Os ingredientes que o gênero policial exige e os bastidores da crônica criminal estão, boa parte deles, reunidos em 'O Crime Quase Perfeito' - desde os mecanismos usados na execução de um crime, as gírias pronunciadas nas delegacias e redações a citações reais como o caso de Suzane Von Richthofen. Além de uma singela homenagem ao mestre jornalista Mino Carta, que incumbiu Percival de Souza a dar novos ares ao jornalismo policial paulista no Jornal da Tarde dos anos de 1960.
O resultado é uma ficção que pode ser lida, por que não, como uma reportagem policial, densa e envolvente, já que o autor organiza fatos e hipóteses como tal, injetando em seus personagens muito do que viu e contou no jornalismo em 40 anos de profissão.
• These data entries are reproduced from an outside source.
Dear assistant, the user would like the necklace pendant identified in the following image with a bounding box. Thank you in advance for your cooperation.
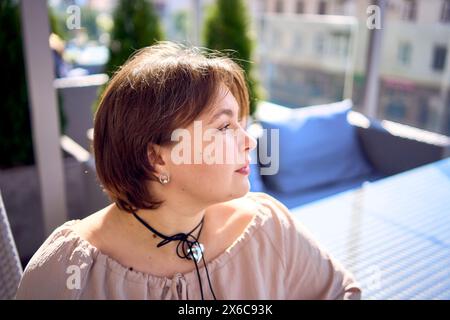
[187,243,204,263]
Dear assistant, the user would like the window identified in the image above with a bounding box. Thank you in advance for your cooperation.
[331,32,349,59]
[293,33,302,52]
[398,42,412,65]
[271,28,281,47]
[418,97,429,127]
[281,32,291,50]
[318,1,327,15]
[441,0,450,23]
[402,0,417,21]
[386,99,407,121]
[315,35,325,55]
[275,0,283,13]
[432,45,447,71]
[296,1,304,14]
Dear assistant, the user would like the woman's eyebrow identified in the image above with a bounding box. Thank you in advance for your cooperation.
[207,108,235,125]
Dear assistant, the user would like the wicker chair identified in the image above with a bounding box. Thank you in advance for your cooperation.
[0,191,23,299]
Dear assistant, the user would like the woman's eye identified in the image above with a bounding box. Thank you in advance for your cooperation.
[218,124,231,132]
[218,119,245,132]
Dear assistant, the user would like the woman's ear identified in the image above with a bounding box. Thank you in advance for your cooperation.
[147,144,167,171]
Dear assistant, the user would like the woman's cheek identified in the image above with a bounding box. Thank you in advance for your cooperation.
[181,129,238,165]
[200,133,228,165]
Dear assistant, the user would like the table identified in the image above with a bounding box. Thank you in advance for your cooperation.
[291,157,450,299]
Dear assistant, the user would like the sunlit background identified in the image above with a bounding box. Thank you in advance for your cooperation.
[1,0,450,300]
[46,0,450,135]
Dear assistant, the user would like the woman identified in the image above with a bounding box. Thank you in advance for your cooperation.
[16,41,361,300]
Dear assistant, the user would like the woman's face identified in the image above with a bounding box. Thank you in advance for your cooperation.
[157,86,257,204]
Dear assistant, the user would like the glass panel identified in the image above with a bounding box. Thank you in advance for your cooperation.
[378,0,450,135]
[254,11,360,108]
[252,1,450,136]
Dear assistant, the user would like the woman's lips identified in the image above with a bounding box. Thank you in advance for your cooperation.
[235,164,250,175]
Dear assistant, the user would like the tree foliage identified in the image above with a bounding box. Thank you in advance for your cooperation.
[203,0,262,116]
[105,0,164,76]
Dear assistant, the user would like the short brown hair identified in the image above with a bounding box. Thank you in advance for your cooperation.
[93,41,250,213]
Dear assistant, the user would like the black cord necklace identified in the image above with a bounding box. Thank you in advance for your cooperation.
[131,210,217,300]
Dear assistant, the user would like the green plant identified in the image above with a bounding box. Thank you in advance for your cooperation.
[0,0,66,168]
[80,5,100,40]
[203,0,263,116]
[0,0,33,168]
[48,6,68,41]
[93,0,164,113]
[173,10,189,40]
[105,0,164,76]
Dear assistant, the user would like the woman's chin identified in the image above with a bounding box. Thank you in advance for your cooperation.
[234,179,251,195]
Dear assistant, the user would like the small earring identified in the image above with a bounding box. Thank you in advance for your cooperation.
[159,173,170,184]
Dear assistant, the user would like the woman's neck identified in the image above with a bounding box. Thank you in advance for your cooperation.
[131,205,207,238]
[111,202,217,257]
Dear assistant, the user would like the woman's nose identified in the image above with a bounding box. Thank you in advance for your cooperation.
[239,126,257,153]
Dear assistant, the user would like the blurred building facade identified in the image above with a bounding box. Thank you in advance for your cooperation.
[47,0,450,135]
[248,0,450,136]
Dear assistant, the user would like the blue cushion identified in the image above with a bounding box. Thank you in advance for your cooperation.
[248,144,266,192]
[249,163,266,192]
[256,99,373,194]
[265,171,385,209]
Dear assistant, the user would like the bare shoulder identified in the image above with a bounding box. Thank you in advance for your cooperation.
[207,193,260,237]
[67,204,115,249]
[67,193,261,251]
[227,192,273,219]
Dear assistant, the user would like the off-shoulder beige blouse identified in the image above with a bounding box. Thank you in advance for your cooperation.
[15,192,361,300]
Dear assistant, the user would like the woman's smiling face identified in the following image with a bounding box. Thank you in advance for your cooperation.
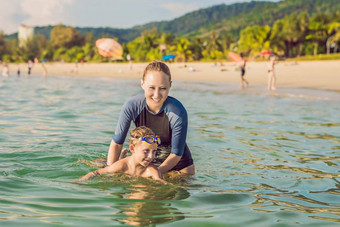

Com uma narrativa direta e objetiva, Percival cria particularmente um personagem Percy como sendo o seu espelho, em toda sua completitude de um dos mais completos repórteres especializados na área policial.
Percy, assim como o autor, conhece como poucos da sua função os meandros que regem a justiça, com ótimo tramite entre suas fontes, capaz de achar brechas nos inquéritos e processos, desconfiar das fontes oficiais para, habilidosamente, formar suas opiniões. Munido de argúcia, perspicácia e sensibilidade, ele será destacado para cobrir o suicídio na delegacia, o qual cumprirá papel determinante na solução do crime.
Como o título propõe, e o próprio Percival deve ter se perguntado ao longo de sua carreira - existe crime perfeito?. Talvez o famoso Caso da Rua Cuba, que também lhe rendeu um livro, tenha chegado perto dessa alcunha, apesar de todas as provas deixadas pelo caminho, mas com o seu principal suspeito seguindo livre.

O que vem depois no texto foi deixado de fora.